One reading of the (C++11) standard seems to indicate it may be possible for an int
to differ from another (according to memcmp
) that you've just assigned it from, if integers are allowed to have padding bytes which have no effect on the value.
It would seem to be feasible as per your code with an int
and similarly-sized char
buffer:
int a = 0;
char b[sizeof(int)];
memcpy(b, &a, sizeof(int));
for the padding bytes (if any) in a
to change in such a way that the underlying value does not change. That could cause a memcmp
to fail.
That particular reading can be found in C++11 3.9.1 Fundamental types
:
For character types, all bits of the object representation participate
in the value representation. For unsigned character types, all possible bit patterns of the value representation represent numbers. These requirements do not hold for other types.
That allows for the possibility of padding bits within non-character types and there's nothing in the standard explicitly preventing those bits from changing at any time.

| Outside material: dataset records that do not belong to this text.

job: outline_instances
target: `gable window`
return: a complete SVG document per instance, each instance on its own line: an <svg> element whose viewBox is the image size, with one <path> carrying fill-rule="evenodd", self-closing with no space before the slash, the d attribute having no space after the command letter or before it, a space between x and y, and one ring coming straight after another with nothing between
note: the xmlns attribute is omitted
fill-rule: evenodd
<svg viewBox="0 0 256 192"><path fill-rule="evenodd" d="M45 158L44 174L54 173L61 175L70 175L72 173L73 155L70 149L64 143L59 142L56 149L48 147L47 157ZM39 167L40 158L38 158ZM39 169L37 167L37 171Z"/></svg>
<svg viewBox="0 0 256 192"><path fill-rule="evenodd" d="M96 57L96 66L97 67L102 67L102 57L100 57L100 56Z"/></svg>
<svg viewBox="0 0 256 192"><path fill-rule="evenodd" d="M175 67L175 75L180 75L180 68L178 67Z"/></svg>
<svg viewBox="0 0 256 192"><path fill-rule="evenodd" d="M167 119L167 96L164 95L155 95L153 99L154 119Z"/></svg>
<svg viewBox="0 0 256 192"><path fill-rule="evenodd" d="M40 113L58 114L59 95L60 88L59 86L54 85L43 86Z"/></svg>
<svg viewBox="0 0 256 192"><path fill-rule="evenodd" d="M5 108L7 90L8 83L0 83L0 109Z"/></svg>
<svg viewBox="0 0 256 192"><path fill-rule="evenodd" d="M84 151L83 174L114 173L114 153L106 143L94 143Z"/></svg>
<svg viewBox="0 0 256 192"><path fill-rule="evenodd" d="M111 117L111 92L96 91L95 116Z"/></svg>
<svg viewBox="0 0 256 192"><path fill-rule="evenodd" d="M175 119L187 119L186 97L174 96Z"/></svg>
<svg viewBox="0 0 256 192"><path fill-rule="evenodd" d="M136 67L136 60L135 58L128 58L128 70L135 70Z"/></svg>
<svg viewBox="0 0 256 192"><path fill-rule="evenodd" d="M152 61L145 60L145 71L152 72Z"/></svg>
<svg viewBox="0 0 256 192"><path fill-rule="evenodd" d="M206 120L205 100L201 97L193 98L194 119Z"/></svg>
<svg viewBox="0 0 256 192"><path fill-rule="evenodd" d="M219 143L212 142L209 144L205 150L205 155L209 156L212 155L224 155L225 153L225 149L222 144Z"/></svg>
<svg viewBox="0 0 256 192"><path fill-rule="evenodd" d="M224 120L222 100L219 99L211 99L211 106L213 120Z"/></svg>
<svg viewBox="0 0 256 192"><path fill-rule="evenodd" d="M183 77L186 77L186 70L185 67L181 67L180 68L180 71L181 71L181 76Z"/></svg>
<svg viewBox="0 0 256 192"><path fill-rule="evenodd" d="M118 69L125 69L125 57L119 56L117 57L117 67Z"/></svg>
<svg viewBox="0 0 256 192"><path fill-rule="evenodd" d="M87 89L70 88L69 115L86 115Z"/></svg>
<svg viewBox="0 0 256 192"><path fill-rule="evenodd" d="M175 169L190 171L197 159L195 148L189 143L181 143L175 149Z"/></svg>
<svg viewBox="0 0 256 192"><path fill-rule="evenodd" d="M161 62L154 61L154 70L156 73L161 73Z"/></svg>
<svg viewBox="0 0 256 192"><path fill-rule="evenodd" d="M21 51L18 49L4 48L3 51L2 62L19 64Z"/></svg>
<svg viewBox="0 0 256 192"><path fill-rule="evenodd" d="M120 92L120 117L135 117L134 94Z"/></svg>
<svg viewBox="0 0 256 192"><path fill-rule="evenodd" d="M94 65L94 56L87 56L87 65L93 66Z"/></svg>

However, in that same section, it lumps the character and signed or unsigned integers into a "integral type" category and states that the:
representations of integral types shall define values by use of a pure binary numeration system. (footnote 49) [Example: this International Standard permits 2’s complement, 1’s complement and signed magnitude representations for integral types. —end example ]
Footnote 49 state:
A positional representation for integers that uses the binary digits 0 and 1, in which the values represented by successive bits are additive, begin with 1, and are multiplied by successive integral power of 2, except perhaps for the bit with the highest position. (Adapted from the American National Dictionary for Information Processing Systems.)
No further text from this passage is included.